ABUJA (Reuters) – Nigeria’s President Muhammadu Buhari will seek help in fighting militants across West Africa when he meets U.S. President Barack Obama in Washington on Monday, his spokesman said.
Buhari came to power in Africa’s top oil producer on May 29, promising to step up the fight against Boko Haram Islamist militants launching gun and bomb attacks across the northeast and in neighbouring Niger, Cameroon and Chad.
Forces from those four countries have regained territory from Boko Haram, but around 400 people have died in Nigeria alone in violence linked to the movement since then, according to a Reuters count, adding to the thousands killed in six years of unrest.

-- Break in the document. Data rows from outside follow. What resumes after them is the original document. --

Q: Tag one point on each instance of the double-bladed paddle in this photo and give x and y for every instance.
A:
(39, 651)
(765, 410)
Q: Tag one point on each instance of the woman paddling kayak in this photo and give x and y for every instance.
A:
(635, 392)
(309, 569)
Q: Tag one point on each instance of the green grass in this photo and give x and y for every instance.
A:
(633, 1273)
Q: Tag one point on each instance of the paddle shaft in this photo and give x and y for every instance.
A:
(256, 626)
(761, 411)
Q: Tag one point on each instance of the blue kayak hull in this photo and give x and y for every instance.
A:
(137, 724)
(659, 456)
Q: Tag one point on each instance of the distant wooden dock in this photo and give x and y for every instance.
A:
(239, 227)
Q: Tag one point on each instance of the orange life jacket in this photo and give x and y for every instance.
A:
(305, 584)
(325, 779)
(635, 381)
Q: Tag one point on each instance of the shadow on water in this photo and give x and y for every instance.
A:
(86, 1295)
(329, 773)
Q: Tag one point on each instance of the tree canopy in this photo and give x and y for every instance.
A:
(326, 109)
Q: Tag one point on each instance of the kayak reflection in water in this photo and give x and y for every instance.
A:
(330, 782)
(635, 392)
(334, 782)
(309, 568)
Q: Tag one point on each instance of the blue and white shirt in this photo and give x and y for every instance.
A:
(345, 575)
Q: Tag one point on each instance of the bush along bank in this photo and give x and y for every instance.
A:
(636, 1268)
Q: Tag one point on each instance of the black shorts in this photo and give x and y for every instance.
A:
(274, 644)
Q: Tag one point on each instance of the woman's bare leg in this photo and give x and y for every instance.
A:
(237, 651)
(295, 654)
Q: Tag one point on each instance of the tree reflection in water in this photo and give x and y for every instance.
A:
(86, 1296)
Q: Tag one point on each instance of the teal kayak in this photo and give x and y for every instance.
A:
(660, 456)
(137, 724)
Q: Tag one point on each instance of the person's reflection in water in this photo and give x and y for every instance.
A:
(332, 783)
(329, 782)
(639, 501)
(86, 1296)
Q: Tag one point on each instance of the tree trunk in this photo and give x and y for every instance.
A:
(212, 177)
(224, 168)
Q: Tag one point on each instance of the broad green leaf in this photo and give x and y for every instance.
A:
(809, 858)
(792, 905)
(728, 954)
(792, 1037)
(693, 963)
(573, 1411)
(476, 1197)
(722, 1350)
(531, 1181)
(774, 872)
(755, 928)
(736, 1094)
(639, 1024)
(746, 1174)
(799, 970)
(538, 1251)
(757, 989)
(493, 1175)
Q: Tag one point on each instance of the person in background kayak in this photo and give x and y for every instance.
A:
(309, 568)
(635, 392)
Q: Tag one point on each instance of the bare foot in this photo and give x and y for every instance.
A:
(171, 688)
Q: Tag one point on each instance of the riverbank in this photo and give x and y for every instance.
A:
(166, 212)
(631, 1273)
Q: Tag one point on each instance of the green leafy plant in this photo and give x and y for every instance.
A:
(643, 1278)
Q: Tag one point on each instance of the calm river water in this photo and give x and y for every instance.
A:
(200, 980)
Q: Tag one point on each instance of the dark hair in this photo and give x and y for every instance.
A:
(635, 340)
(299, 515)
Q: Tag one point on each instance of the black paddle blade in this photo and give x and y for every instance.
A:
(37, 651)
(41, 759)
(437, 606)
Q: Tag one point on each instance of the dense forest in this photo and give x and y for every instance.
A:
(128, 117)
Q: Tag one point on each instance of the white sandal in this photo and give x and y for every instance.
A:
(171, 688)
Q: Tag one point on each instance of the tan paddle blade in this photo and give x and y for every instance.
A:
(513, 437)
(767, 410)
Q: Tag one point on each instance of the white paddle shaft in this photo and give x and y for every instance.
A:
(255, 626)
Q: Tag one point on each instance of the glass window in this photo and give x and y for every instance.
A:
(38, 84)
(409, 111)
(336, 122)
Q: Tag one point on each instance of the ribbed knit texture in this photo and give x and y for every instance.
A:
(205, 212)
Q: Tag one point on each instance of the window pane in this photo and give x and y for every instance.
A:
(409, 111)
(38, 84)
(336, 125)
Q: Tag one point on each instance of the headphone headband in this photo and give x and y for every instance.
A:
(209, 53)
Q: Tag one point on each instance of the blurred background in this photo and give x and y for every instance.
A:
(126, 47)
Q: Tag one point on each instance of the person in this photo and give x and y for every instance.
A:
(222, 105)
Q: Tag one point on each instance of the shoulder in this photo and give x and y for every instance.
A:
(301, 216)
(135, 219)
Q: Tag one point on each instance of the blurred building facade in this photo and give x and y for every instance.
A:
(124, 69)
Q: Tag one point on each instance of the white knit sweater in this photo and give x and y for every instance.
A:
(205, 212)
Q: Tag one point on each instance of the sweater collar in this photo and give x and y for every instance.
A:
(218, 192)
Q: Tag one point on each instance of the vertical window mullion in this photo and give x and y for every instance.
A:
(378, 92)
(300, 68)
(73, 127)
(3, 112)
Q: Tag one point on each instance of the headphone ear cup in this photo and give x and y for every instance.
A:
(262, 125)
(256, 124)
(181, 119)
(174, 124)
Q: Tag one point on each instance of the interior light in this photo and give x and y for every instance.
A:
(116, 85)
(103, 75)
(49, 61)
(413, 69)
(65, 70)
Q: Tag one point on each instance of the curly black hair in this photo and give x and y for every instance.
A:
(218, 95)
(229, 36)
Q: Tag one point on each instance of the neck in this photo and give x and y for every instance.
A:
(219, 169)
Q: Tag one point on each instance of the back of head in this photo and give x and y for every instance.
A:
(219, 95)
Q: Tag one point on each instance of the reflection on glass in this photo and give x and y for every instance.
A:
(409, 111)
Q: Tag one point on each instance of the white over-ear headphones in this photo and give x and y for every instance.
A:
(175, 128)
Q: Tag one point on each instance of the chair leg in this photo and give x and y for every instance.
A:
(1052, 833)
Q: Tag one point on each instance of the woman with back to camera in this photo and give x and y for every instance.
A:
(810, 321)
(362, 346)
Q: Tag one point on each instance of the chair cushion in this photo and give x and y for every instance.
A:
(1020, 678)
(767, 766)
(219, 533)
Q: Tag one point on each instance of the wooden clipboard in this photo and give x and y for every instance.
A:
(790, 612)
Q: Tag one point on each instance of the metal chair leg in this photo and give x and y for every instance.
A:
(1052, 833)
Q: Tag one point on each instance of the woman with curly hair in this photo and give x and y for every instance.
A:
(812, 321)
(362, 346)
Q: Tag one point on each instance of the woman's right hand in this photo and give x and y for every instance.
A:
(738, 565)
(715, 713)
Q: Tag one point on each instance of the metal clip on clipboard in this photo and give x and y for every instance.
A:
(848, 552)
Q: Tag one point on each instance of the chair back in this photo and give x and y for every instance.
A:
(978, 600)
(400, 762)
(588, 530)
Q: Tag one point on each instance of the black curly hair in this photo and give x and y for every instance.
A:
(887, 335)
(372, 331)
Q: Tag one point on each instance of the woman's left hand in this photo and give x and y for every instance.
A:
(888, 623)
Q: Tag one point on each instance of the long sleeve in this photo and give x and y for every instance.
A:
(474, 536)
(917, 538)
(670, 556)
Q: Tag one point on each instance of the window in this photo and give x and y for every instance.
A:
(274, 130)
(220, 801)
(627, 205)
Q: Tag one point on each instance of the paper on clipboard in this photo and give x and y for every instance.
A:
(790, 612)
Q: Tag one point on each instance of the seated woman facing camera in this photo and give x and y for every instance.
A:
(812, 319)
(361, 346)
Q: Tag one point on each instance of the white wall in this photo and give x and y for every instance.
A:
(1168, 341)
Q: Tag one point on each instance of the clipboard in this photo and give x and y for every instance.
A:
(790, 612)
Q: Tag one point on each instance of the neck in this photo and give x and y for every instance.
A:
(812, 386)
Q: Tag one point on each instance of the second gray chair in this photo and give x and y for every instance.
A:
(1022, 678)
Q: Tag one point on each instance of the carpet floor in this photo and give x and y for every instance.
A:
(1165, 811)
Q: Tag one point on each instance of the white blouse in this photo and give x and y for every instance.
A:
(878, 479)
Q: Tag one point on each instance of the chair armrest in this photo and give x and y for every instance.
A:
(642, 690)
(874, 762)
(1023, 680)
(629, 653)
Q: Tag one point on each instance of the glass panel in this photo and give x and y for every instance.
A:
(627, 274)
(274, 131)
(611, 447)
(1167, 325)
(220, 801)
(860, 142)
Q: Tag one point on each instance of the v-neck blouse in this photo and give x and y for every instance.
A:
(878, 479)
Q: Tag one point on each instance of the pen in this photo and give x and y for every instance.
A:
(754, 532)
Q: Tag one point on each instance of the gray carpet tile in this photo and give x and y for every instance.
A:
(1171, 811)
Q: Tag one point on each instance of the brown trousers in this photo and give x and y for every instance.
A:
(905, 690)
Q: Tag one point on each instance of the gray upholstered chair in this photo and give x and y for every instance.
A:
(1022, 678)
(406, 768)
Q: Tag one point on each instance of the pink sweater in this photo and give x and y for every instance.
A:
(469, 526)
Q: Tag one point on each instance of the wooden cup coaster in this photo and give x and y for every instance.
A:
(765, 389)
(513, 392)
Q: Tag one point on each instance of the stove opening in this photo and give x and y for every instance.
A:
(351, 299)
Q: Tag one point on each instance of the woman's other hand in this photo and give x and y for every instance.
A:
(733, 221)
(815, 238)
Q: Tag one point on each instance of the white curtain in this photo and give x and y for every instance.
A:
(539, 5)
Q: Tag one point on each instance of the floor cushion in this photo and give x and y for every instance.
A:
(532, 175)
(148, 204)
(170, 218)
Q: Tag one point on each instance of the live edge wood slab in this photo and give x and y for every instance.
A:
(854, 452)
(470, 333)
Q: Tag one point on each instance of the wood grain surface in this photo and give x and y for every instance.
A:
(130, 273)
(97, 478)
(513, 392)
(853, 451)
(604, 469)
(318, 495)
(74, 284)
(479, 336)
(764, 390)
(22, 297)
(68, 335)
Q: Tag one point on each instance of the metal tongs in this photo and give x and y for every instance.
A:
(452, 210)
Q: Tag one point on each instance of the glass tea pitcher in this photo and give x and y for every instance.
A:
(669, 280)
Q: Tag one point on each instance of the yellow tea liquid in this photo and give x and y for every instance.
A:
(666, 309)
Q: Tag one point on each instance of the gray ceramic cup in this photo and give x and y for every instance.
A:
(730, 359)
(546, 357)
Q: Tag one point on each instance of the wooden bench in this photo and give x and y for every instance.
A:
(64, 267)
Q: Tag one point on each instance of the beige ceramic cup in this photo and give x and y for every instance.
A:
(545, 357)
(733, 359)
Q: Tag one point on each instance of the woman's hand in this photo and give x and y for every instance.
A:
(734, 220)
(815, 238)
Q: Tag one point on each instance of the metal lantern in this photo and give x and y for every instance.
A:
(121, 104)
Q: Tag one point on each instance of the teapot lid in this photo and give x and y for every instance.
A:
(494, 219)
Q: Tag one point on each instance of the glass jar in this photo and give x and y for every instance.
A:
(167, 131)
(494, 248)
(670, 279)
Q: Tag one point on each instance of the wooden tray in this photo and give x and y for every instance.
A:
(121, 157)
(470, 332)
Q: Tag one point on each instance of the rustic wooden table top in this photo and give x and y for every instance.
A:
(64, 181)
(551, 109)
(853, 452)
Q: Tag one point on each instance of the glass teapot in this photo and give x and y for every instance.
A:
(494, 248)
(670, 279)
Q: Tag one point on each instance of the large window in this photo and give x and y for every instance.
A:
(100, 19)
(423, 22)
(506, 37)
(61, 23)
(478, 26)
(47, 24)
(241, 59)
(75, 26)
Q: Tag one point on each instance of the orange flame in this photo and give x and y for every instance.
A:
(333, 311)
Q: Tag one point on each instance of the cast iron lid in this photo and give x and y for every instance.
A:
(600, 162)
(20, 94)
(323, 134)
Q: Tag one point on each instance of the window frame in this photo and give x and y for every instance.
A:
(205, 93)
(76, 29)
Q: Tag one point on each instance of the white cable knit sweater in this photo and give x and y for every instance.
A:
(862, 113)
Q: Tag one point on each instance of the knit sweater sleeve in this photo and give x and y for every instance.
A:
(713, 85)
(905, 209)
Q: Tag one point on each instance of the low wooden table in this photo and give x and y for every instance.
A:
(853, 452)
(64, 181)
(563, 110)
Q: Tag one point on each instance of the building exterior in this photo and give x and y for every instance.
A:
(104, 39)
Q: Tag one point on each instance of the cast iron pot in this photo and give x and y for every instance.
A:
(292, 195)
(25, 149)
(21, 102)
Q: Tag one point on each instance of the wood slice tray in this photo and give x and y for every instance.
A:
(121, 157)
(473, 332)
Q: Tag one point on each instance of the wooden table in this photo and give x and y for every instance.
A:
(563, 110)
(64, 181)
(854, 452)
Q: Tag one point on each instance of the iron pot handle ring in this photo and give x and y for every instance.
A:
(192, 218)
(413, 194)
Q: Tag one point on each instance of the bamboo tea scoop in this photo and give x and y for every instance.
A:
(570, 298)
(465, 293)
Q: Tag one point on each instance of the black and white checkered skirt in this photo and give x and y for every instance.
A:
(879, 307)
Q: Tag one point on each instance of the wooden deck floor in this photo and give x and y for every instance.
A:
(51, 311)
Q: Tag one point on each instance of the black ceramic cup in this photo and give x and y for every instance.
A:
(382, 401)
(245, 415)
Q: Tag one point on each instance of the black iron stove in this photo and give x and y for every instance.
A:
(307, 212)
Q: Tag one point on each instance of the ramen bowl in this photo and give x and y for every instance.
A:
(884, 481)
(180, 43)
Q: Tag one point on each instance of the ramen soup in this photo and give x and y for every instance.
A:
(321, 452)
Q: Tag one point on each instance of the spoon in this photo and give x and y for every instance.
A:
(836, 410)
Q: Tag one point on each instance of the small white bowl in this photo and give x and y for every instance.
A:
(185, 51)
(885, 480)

“Topmost on the agenda … will be measures to strengthen and intensify bilateral and international cooperation against terrorism in Nigeria and West Africa,” Buhari’s spokesman Femi Adesina, said.
U.S. forces in the region have flown drones over the remote region to help search for more than 200 schoolgirls abducted in the northeastern town of Chibok last year.
Last month U.S. officials said advisers could be sent to Nigeria to train its military and help boost the economy, the largest in Africa, by looking for ways to encourage more investment in its oil and gas sector.
Buhari is also due to meet U.S. Secretary of State John Kerry, Vice President Joe Biden and the chairman of the joint chiefs of staff during his four-day visit.